Separate reports say India’s poverty reduced by 50 million or 140 million in the last five years, strengthening the government’s claims about its policies. The feel-good numbers don’t hide this though: the way India counts the poor is problematic.
The World Bank’s measurement shows that extreme poverty — people living on less than $2.15 daily in terms of purchasing power parity (PPP) — declined by 57 million between 2015-16 and 2019-21. On the other hand, United Nations Development Programme (UNDP) data indicates that multidimensional poverty—a holistic indicator that considers parameters like sanitation, health, and education—declined by 140 million (see chart 1).. The number of multi-dimensionally poor declined more than the number of poor, vindicating the government's health, sanitation and education schemes.
Such reports also vindicate part of an argument advanced by economists Surjit Bhalla, Karan Bhasin and Arvind Virmani in an International Monetary Fund (IMF) paper. Their analysis showed that between 2015 and 2020, the number of people in extreme poverty (living on less than $1.9 daily in PPP terms) declined by 79 million if government transfers were not taken into consideration and by 84 million if one incorporated the effect of welfare measures.
Estimates of how many people fall below the poverty line vary. As per the UNDP report, the number of multi-dimensionally poor declined 10.7 percentage points from 27.1 per cent in 2015-16 to 16.4 per cent in 2019-21. Bhalla estimated that the number without transfers declined by 5.9 percentage points and 6.3 percentage points if transfers were considered. But the World Bank report puts the decline at 4.7 percentage points (see chart 2).

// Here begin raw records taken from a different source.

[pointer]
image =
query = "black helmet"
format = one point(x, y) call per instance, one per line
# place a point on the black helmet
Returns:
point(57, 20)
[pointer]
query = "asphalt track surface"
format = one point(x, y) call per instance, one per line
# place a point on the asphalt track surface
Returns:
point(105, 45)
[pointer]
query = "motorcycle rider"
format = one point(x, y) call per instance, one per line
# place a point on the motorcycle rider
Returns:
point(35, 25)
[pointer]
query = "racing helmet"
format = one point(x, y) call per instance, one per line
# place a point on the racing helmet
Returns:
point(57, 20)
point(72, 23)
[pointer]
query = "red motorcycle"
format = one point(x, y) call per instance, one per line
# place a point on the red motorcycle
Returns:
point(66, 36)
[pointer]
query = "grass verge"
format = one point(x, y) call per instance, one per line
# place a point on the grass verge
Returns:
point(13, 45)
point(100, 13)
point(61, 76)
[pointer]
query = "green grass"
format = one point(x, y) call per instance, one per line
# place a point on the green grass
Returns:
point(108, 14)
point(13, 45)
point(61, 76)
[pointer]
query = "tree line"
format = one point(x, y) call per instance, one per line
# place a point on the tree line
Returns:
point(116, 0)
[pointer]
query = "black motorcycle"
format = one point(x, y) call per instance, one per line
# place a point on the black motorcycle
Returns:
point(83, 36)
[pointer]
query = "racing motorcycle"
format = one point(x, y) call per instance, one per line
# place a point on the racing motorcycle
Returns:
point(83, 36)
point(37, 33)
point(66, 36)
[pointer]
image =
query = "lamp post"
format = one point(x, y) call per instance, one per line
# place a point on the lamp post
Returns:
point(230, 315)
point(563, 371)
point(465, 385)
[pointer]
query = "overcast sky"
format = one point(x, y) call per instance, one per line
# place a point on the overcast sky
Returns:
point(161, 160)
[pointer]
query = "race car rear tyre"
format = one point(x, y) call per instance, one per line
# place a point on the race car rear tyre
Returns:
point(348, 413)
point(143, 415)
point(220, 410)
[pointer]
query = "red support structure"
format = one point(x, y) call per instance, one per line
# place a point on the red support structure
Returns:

The various reports do not take away from India’s lack of a cogent and official measure of poverty. Any academic calculation fails to reflect the true nature of the problem, given the outdated estimates or gaps in new measures like the CMIE’s Consumer Pyramids Household Survey used by the World Bank in its latest report. Poverty estimates rely on consumer expenditure surveys from 2011-12, but consumption patterns have changed drastically. So, the older estimates, like the Tendulkar poverty line or even the World Bank’s $2.15 PPP dollar measure, could be outdated (see chart 3).
The government needs to update its poverty measure for regular and accurate assessment. Indeed, the multidimensional poverty reports by Niti Aayog can be a barometer. Income- or consumption-based poverty lines are necessary too.
A reliable estimate of the poverty line would help the government decide how much support it needs to extend to families.